Despite the importance of the timeliness of primary PCI, delays were very common. As recently as 2002, only about a third of patients in the United States were treated within 90 minutes.3 Moreover, a third of patients were treated more than 2 hours after presenting to the hospital, with some patients waiting several hours or more for treatment. As a consequence, the benefit of therapy was attenuated or eliminated for many patients.

The delays in treatment led to the recognition that the translation of the trials showing the superiority of primary PCI into practice was incomplete. The trials showed what was possible under the ideal circumstances of the study, at centers that were primed for enrolling ideal patients and able to produce outstanding results. However, in actual practice the application of the trial results was achieving very different results. Clinicians may have known what to do based on the trials, but the health care delivery system was having trouble determining how best to do it.

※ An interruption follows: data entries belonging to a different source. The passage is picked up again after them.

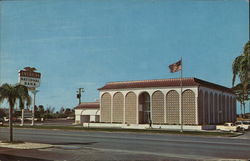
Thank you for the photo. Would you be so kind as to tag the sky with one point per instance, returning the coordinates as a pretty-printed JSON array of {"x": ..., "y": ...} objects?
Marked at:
[{"x": 87, "y": 43}]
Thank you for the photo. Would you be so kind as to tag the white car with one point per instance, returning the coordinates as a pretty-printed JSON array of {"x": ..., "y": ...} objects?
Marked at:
[
  {"x": 242, "y": 125},
  {"x": 229, "y": 127}
]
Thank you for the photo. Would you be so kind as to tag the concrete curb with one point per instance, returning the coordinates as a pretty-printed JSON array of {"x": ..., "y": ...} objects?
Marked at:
[{"x": 25, "y": 145}]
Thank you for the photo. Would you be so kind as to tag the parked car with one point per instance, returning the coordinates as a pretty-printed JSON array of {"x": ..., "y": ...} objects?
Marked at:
[
  {"x": 229, "y": 127},
  {"x": 246, "y": 122},
  {"x": 242, "y": 125}
]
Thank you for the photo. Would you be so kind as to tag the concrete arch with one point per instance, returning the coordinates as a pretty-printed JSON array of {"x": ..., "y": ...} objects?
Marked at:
[
  {"x": 223, "y": 109},
  {"x": 173, "y": 107},
  {"x": 231, "y": 109},
  {"x": 144, "y": 100},
  {"x": 220, "y": 110},
  {"x": 188, "y": 99},
  {"x": 206, "y": 108},
  {"x": 157, "y": 107},
  {"x": 216, "y": 108},
  {"x": 200, "y": 107},
  {"x": 211, "y": 111},
  {"x": 130, "y": 108},
  {"x": 118, "y": 107},
  {"x": 106, "y": 107}
]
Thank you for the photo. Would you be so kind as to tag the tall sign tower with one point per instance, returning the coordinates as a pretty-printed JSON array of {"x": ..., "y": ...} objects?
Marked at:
[{"x": 31, "y": 79}]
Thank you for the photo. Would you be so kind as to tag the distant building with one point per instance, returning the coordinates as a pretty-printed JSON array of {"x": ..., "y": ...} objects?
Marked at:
[
  {"x": 158, "y": 102},
  {"x": 87, "y": 112}
]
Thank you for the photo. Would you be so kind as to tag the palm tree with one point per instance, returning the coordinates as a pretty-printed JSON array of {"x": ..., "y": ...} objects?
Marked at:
[
  {"x": 12, "y": 93},
  {"x": 241, "y": 68}
]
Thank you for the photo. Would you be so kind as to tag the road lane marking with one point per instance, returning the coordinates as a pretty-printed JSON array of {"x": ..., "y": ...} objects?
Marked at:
[
  {"x": 135, "y": 138},
  {"x": 171, "y": 155}
]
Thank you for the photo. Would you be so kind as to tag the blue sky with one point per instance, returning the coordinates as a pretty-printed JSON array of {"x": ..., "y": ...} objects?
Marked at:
[{"x": 86, "y": 43}]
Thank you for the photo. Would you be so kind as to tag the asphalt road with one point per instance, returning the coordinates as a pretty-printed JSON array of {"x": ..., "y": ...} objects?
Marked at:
[{"x": 85, "y": 145}]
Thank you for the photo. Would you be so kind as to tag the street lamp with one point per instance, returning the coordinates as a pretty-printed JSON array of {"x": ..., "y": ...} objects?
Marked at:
[{"x": 79, "y": 95}]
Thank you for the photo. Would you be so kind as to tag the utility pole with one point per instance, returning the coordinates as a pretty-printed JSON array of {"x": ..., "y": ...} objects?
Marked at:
[{"x": 79, "y": 95}]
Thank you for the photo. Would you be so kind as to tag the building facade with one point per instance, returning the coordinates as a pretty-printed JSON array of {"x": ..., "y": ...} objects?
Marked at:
[
  {"x": 87, "y": 112},
  {"x": 159, "y": 102}
]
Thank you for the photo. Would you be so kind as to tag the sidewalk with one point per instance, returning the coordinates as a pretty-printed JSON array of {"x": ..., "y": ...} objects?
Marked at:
[{"x": 25, "y": 145}]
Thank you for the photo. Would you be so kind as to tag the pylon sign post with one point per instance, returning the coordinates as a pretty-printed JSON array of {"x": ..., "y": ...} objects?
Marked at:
[{"x": 31, "y": 79}]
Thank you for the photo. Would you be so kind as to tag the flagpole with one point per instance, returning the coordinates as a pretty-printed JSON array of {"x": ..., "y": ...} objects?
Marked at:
[{"x": 181, "y": 98}]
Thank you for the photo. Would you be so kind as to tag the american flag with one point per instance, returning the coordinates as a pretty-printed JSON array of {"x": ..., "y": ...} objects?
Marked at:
[{"x": 175, "y": 67}]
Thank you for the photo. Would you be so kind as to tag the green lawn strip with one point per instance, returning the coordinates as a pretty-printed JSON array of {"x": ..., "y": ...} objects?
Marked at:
[
  {"x": 132, "y": 130},
  {"x": 14, "y": 142}
]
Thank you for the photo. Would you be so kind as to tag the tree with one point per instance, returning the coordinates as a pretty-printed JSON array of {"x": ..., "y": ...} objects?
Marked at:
[
  {"x": 241, "y": 68},
  {"x": 240, "y": 96},
  {"x": 12, "y": 93}
]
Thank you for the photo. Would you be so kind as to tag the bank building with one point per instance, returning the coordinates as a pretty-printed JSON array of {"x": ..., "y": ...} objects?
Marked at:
[{"x": 159, "y": 102}]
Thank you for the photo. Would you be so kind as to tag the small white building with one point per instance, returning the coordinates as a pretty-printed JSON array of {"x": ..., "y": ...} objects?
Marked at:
[{"x": 87, "y": 112}]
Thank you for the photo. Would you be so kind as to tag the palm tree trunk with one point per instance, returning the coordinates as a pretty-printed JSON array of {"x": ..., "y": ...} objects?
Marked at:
[
  {"x": 244, "y": 107},
  {"x": 10, "y": 123},
  {"x": 241, "y": 109}
]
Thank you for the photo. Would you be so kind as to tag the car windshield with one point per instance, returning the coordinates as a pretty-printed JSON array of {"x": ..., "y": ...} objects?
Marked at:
[
  {"x": 246, "y": 122},
  {"x": 238, "y": 123}
]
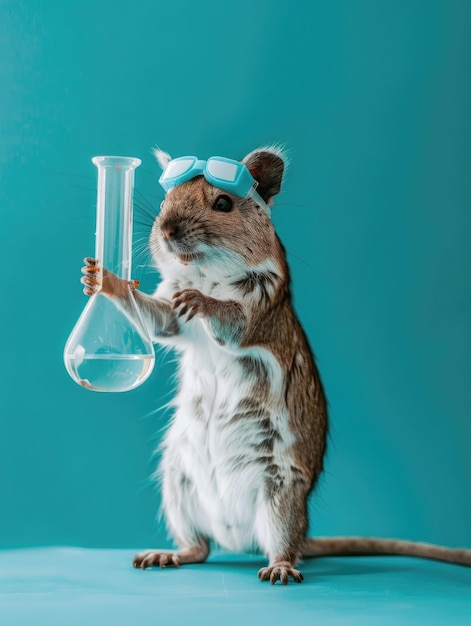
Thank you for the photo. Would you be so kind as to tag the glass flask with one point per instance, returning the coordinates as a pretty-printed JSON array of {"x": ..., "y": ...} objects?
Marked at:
[{"x": 109, "y": 349}]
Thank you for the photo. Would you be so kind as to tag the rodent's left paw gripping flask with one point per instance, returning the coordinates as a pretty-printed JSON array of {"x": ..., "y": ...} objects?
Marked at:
[{"x": 110, "y": 348}]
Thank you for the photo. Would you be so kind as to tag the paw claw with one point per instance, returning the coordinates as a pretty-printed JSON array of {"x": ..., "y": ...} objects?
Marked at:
[{"x": 281, "y": 571}]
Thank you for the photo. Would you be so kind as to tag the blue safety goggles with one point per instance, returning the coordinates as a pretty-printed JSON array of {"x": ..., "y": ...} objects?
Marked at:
[{"x": 226, "y": 174}]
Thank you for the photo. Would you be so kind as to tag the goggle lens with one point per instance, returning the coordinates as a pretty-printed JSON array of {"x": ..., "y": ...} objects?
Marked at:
[{"x": 177, "y": 167}]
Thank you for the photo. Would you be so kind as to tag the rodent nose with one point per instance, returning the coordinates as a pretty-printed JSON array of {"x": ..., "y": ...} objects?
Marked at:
[{"x": 170, "y": 230}]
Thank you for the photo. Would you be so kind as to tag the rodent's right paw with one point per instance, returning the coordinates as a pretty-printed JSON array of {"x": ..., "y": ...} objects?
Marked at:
[
  {"x": 91, "y": 278},
  {"x": 97, "y": 279}
]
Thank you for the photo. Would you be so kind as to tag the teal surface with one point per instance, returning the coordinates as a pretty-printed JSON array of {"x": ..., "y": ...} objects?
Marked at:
[
  {"x": 372, "y": 100},
  {"x": 94, "y": 587}
]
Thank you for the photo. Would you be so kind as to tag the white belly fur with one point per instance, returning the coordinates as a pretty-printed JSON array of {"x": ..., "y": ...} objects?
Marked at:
[{"x": 227, "y": 500}]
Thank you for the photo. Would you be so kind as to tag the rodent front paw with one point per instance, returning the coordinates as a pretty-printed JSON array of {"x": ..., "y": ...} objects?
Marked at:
[
  {"x": 91, "y": 276},
  {"x": 95, "y": 279},
  {"x": 190, "y": 301}
]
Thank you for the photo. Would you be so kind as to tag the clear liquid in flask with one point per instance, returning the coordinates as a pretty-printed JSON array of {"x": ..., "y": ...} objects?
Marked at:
[{"x": 108, "y": 372}]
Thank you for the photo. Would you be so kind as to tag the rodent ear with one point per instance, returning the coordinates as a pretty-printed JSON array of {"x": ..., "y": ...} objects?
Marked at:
[
  {"x": 267, "y": 166},
  {"x": 163, "y": 158}
]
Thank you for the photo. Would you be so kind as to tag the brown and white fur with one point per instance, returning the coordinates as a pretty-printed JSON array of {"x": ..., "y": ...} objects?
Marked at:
[{"x": 247, "y": 440}]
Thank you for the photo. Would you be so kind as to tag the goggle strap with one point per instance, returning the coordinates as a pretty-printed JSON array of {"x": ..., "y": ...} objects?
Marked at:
[{"x": 256, "y": 197}]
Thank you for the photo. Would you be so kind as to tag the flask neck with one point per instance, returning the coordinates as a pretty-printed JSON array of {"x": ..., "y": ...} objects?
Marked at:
[{"x": 113, "y": 244}]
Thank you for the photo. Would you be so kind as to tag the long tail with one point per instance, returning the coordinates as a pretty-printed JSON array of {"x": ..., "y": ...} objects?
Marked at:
[{"x": 369, "y": 546}]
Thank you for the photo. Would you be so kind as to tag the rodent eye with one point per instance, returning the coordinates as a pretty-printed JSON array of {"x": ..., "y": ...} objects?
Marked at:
[{"x": 223, "y": 203}]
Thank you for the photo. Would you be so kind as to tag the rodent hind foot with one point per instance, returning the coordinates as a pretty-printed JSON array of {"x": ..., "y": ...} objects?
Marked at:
[{"x": 280, "y": 570}]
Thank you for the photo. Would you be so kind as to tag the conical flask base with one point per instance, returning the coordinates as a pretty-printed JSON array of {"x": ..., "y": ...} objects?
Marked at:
[{"x": 109, "y": 349}]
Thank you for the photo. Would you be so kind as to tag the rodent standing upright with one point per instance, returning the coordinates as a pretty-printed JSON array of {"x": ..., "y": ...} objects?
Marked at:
[{"x": 247, "y": 441}]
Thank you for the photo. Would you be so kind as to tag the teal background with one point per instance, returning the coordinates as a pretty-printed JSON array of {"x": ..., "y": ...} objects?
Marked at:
[{"x": 372, "y": 100}]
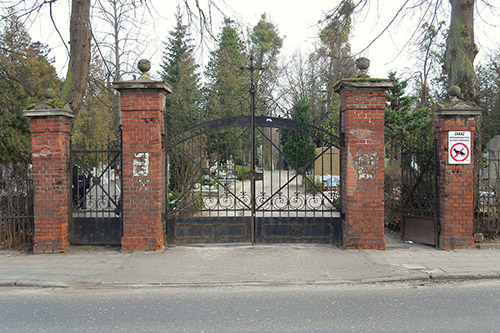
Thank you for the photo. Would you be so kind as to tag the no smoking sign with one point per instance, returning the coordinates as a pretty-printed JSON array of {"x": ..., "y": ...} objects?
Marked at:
[{"x": 459, "y": 147}]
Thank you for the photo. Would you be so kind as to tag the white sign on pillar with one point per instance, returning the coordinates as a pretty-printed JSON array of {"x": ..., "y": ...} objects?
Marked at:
[{"x": 459, "y": 147}]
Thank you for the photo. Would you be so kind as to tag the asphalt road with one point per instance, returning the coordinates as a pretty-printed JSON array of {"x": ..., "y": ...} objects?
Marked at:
[{"x": 431, "y": 307}]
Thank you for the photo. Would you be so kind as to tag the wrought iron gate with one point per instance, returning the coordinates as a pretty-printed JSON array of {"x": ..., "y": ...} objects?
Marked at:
[
  {"x": 419, "y": 193},
  {"x": 96, "y": 195},
  {"x": 218, "y": 193}
]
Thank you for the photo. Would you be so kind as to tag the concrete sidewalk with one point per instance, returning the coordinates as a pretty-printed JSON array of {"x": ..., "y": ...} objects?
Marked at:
[{"x": 245, "y": 265}]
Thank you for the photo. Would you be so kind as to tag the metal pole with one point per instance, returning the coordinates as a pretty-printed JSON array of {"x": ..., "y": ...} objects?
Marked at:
[{"x": 252, "y": 161}]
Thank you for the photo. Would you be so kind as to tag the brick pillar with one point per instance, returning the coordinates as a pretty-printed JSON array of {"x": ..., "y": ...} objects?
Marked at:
[
  {"x": 362, "y": 161},
  {"x": 143, "y": 158},
  {"x": 50, "y": 143},
  {"x": 454, "y": 132}
]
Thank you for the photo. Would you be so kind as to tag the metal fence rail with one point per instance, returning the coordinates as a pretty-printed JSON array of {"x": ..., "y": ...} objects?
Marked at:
[
  {"x": 16, "y": 205},
  {"x": 487, "y": 198}
]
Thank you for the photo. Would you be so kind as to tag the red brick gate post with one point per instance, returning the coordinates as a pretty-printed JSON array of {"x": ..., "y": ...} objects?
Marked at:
[
  {"x": 454, "y": 132},
  {"x": 363, "y": 102},
  {"x": 50, "y": 129},
  {"x": 143, "y": 159}
]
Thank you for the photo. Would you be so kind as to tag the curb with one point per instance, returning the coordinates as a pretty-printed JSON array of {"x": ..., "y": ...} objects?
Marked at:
[
  {"x": 32, "y": 284},
  {"x": 136, "y": 285}
]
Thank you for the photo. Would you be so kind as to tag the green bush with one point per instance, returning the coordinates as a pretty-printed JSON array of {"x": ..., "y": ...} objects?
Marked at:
[
  {"x": 313, "y": 189},
  {"x": 240, "y": 169}
]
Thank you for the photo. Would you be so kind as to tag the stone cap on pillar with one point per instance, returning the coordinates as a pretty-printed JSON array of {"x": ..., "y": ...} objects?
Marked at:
[
  {"x": 363, "y": 80},
  {"x": 49, "y": 108},
  {"x": 456, "y": 107},
  {"x": 144, "y": 82}
]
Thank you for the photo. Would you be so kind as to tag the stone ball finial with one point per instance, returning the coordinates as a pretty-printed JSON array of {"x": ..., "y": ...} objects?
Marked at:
[
  {"x": 363, "y": 64},
  {"x": 50, "y": 94},
  {"x": 454, "y": 92}
]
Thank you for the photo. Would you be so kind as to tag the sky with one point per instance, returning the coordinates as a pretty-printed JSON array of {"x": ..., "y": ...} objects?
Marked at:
[{"x": 296, "y": 20}]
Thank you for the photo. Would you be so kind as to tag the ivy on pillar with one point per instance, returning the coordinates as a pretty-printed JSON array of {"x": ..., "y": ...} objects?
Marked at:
[
  {"x": 363, "y": 102},
  {"x": 50, "y": 129},
  {"x": 144, "y": 161},
  {"x": 454, "y": 129}
]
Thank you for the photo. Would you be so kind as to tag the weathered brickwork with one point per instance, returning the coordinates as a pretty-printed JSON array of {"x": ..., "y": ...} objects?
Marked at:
[
  {"x": 362, "y": 162},
  {"x": 144, "y": 182},
  {"x": 456, "y": 194},
  {"x": 50, "y": 139}
]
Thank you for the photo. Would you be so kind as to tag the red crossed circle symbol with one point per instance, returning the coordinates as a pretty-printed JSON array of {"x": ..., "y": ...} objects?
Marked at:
[{"x": 459, "y": 152}]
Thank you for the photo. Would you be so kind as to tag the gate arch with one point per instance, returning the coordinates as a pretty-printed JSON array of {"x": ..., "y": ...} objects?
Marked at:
[{"x": 210, "y": 189}]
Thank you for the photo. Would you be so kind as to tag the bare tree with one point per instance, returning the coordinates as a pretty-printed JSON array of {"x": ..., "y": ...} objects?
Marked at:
[
  {"x": 461, "y": 49},
  {"x": 80, "y": 38}
]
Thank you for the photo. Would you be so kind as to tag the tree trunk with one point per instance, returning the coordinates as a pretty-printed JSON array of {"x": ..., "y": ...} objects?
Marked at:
[
  {"x": 461, "y": 50},
  {"x": 79, "y": 58}
]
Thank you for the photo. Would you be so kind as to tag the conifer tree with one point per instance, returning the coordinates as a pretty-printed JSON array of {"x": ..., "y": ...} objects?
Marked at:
[
  {"x": 25, "y": 75},
  {"x": 226, "y": 90},
  {"x": 179, "y": 69}
]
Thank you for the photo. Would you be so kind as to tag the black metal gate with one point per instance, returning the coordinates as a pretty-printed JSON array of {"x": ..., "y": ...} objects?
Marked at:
[
  {"x": 96, "y": 195},
  {"x": 419, "y": 193},
  {"x": 287, "y": 193}
]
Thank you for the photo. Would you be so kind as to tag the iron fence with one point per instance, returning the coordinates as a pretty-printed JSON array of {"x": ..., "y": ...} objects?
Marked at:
[
  {"x": 16, "y": 205},
  {"x": 487, "y": 194}
]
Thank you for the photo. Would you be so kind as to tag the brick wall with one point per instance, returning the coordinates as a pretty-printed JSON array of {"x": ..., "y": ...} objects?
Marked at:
[
  {"x": 50, "y": 139},
  {"x": 362, "y": 162},
  {"x": 143, "y": 169},
  {"x": 456, "y": 195}
]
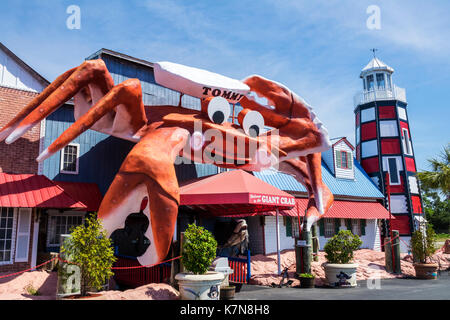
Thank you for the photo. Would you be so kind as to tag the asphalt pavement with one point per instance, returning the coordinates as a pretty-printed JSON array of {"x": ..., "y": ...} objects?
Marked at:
[{"x": 385, "y": 289}]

Research revealed substantial variability in the performance of hospitals in providing primary PCI. Some institutions were consistently achieving rapid door-to-balloon (D2B) times, the interval from the time the patient arrived at the hospital to the time that reperfusion was established in the culprit coronary artery. Others were lagging, with long delays occurring in most cases. This variability demonstrated the possibility that faster times could be achieved. The questions were: what are the exemplary institutions doing to achieve faster times, and could those practices be generalized? Bradley and colleagues have described the approach of learning from the best performers as research into positive deviance.4

Using a mixed methods approach, researchers from the United States made site visits to the best performers and conducted a national survey to validate their findings. They found that several simple, inexpensive strategies were common among the institutions that excelled.5 These strategies included activation of the interventional team by emergency medicine physicians (circumventing the need for a cardiologist to travel to the patient and make the decision); a single call for activation (circumventing the need to make many calls to alert the team); an expectation that the team could be ready for the patient within 20-30 minutes; and that the team employed timely data feedback to assess its performance.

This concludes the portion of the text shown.